Neues Anwender- und Analytikzentrum an der Uni Köln
Als „Investitionen in die Zukunft“ überreichte NRW-Wissenschaftsministerin Svenja Schulze am 15. April dieses Jahres der Universität zu Köln den Zuwendungsbescheid für den Bau des Analytik- und Anwenderzentrums des Center for Organic Production Technologies (COPT.NRW) über rund 12 Mio. Euro.
Das COPT-Zentrum mit rund 1000 m² Nutzfläche wird die beiden in Deutschland bestehenden Zentren für Organische Elektronik in Dresden bzw. Heidelberg mit einem eigenen Konzept ergänzen.
Das COPT-Zentrum stellt kleinen und mittleren Unternehmen (KMU) freie Flächen sowie eine hochtechnische Ausstattung mit einem vielfältigen Repertoire neuester Analysemethoden und Produktionstechnologien für die Organische Elektronik im Laboratoriumsmaßstab zur Verfügung. KMU können hier ohne große eigene Investitionen organische Halbleiter herstellen bzw. herstellen lassen und mithilfe verschiedener Herstellungsmethoden zu elektronischen Bauteilen wie flexiblen Displays oder Solarzellen verarbeiten. Hierzu wird auch das gemeinnützige ZOEK (Zentrum für Organische Elektronik) mit technischem Know-how zur Verfügung stehen und bei der Beantragung von gemeinschaftlichen anwendungsorientierten Forschungsprojekten mit KMU Hilfestellung leisten.
Der Innovationspreisträger 2010 des Landes NRW und Rektoratsbeauftragte für Technologietransfer der Universität zu Köln, Professor Klaus Meerholz, unterstreicht die herausragende Bedeutung des Neubaus für die Erforschung und Entwicklung der Organischen Elektronik in NRW: „Zwischen einer guten Idee und deren Umsetzung in innovative Produkte, die den Markt und unsere Gesellschaft bereichern, ist ein erheblicher Entwicklungsaufwand erforderlich. Die Universität zu Köln kann im Bereich von Forschungs- und Entwicklungsprojekten auf eine jahrelange Erfahrung zurückgreifen. Um die für eine traditionelle Universität mit Schwerpunkt Grundlagenforschung weniger interessanten, aber für eine wirtschaftliche Verwertung essentiellen Arbeiten durchzuführen, haben wir bereits 2009 das ZOEK gegründet, das als anwendungsorientierte Forschungseinrichtung genau diesen Technology Gap schließt. Zudem sind wir in der Thematik Organische Elektronik über das Netzwerk COPT.NRW landesweit bestens mit Akteuren entlang der wirtschaftlichen Wertschöpfungskette vernetzt."

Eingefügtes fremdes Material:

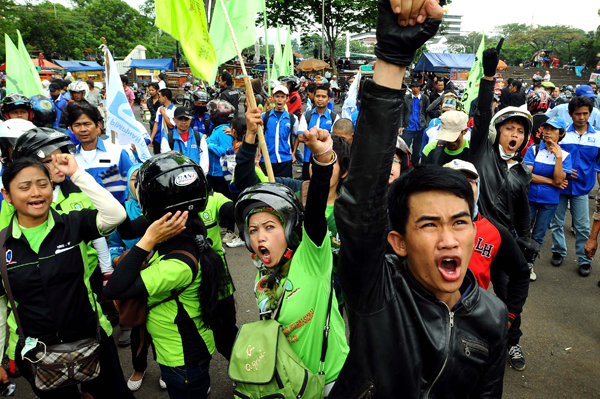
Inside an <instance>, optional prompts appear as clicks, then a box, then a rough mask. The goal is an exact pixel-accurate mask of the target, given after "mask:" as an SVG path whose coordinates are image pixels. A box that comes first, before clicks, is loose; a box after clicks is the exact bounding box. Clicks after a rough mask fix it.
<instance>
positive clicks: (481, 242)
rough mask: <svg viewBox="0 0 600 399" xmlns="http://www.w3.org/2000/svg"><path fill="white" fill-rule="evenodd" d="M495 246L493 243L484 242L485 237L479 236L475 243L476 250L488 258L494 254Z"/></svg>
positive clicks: (474, 248)
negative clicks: (489, 243) (476, 240)
mask: <svg viewBox="0 0 600 399" xmlns="http://www.w3.org/2000/svg"><path fill="white" fill-rule="evenodd" d="M493 249H494V246H493V245H492V244H485V243H484V242H483V238H482V237H479V239H478V240H477V245H475V248H474V250H475V251H477V252H479V253H481V256H485V257H486V258H490V257H491V256H492V250H493Z"/></svg>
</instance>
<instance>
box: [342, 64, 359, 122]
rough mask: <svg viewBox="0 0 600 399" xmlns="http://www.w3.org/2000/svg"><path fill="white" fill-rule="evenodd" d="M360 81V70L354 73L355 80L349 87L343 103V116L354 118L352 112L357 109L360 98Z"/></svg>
mask: <svg viewBox="0 0 600 399" xmlns="http://www.w3.org/2000/svg"><path fill="white" fill-rule="evenodd" d="M359 83H360V71H358V73H357V74H356V75H354V82H352V84H351V85H350V88H349V89H348V94H347V95H346V99H345V100H344V105H342V118H348V119H352V114H353V113H354V111H356V105H357V100H358V84H359Z"/></svg>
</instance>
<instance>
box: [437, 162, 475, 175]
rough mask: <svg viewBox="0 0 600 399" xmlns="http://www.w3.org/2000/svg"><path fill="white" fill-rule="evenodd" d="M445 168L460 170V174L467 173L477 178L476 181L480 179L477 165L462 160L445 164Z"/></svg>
mask: <svg viewBox="0 0 600 399" xmlns="http://www.w3.org/2000/svg"><path fill="white" fill-rule="evenodd" d="M444 168H450V169H454V170H458V171H459V172H467V173H470V174H472V175H473V176H475V178H476V179H479V173H477V169H476V168H475V165H473V164H472V163H471V162H467V161H463V160H462V159H454V160H452V161H450V162H448V163H447V164H445V165H444Z"/></svg>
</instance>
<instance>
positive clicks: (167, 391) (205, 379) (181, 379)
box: [160, 359, 210, 399]
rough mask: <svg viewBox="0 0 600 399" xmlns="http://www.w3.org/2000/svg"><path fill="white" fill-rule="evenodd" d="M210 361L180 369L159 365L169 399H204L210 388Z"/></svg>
mask: <svg viewBox="0 0 600 399" xmlns="http://www.w3.org/2000/svg"><path fill="white" fill-rule="evenodd" d="M209 366H210V359H209V360H206V361H205V362H203V363H198V364H190V365H187V366H181V367H169V366H165V365H162V364H161V365H160V371H161V373H162V379H163V381H164V382H165V384H167V392H168V393H169V398H171V399H206V397H207V396H208V388H210V375H209V374H208V370H209Z"/></svg>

Das NRW-Wissenschaftsministerium hatte bereits 2011 die Gründung des Netzwerks COPT.NRW angestoßen, einen Verbund aus Partnern der Wirtschaft und Wissenschaft in der Organischen Elektronik. Zielsetzung ist, dass die Akteure in NRW durch intensive Vernetzung ihre heute schon gute Position mit Schwerpunkt in der Maschinen- und Verfahrensentwicklung weiter ausbauen. Mit dem EFRE-geförderten Analytik- und Anwenderzentrum wird ein weiterer wichtiger Meilenstein für die Organische Elektronik in NRW realisiert. Durch diese Maßnahmen soll die Bündelung der Kompetenzen rund um die Organische Elektronik und damit die Schaffung und Sicherung von Arbeitsplätzen in NRW erreicht werden.
Bei der Vorbereitung des EFRE-Antrags für das COPT-Zentrum, der Grundlage für den Erhalt der Fördermittel ist, wurde das Team um Prof. Meerholz auf Vermittlung der Stadt Köln von der Dienstleistungseinheit COMPASS unterstützt. Auch bei der Umsetzung des Projektes und der Etablierung des COPT-Zentrums in der Region steht der Region Köln/Bonn e.V. als Partner zur Verfügung.